Farsi-Speaking Couples Therapist for Etobicoke residents

Etobicoke spreads out quietly along Toronto's western edge, from lakeshore neighbourhoods to suburban streets, a calmer and more car-oriented place than the city's busy core. It is diverse, with long-settled European communities and a steady arrival of newcomers from many backgrounds. For a Persian or Iranian couple here, the Farsi-speaking community is present but not concentrated, which can leave the particular tensions of a bicultural marriage feeling like something you carry mostly between the two of you.

That privacy has two faces. It spares a couple the scrutiny of a tight community, but it can also mean fewer people who instinctively understand the weight of family expectation, the careful dance with in-laws, or the way roles inherited from one's parents quietly shape who does what at home. Workdays that stretch toward downtown or the airport employment zone, and a household life lived at suburban distances, can let small distances between partners widen unnoticed.

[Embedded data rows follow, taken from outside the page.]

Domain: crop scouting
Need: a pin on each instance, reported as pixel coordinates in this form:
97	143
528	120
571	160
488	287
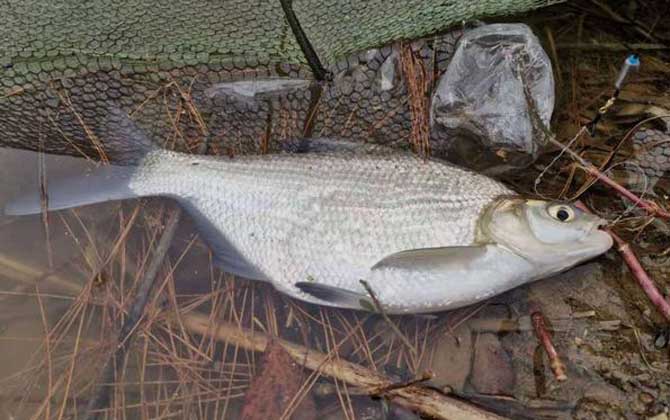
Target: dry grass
174	370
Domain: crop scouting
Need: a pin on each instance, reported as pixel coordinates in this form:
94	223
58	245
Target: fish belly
322	218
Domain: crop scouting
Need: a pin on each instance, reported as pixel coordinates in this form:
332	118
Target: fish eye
562	213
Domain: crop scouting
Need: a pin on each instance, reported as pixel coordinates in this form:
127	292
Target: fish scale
333	215
424	234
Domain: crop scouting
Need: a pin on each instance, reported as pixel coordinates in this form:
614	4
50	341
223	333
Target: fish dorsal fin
431	258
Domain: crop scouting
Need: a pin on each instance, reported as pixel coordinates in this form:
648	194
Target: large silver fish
425	235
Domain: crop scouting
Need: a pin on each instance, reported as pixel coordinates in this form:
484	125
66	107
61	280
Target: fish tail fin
104	183
127	144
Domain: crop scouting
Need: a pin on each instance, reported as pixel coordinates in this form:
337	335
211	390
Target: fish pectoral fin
432	258
336	295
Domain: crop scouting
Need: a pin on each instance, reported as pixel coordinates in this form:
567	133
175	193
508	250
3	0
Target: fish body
425	235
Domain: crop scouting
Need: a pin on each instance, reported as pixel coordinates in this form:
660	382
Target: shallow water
77	283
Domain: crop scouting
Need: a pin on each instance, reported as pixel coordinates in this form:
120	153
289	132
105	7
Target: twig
101	399
543	335
380	310
651	207
639	273
429	402
427	376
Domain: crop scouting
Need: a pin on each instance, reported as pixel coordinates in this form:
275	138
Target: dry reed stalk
428	402
543	335
639	273
417	82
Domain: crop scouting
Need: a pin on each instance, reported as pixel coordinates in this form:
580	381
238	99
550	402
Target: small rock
492	371
646	398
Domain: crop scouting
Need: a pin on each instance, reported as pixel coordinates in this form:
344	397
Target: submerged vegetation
208	345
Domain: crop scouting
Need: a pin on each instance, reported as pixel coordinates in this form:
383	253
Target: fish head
552	235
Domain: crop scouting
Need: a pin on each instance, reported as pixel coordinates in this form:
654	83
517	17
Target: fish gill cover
63	64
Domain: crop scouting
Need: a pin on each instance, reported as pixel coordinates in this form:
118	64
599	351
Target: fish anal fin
336	296
432	258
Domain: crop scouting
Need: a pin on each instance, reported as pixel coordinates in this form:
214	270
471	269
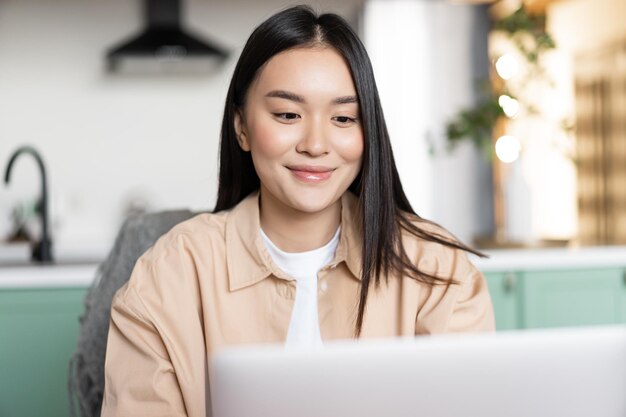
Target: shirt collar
247	258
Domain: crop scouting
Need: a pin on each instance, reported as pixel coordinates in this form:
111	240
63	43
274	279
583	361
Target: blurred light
509	105
508	148
507	66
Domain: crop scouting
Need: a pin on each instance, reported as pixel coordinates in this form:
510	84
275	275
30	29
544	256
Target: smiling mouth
311	174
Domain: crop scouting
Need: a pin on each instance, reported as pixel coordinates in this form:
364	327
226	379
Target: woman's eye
344	119
287	116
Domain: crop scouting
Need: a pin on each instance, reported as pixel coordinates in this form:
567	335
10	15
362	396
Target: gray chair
86	367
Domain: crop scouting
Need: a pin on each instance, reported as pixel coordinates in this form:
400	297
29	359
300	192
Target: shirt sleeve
140	379
473	309
155	361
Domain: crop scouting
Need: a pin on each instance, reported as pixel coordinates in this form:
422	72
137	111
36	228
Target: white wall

Ghazal Sheikhtaheri, a Registered Psychotherapist (Qualifying), CRPO #21300, offers a space to look at these things honestly. Through Emotionally Focused Therapy she helps couples find the vulnerable feeling beneath recurring arguments, and through Schema Therapy she helps them see how old cultural and familial patterns keep returning. Having immigrated from Iran herself, she meets these stories with recognition rather than explanation, and without judgement.

You are welcome to speak in Farsi, in English, or to move between them, and it is enough for one partner to share Persian roots for the work to fit. Sessions are conducted entirely online, virtually, serving couples in Etobicoke and anywhere in Ontario, in English and Farsi.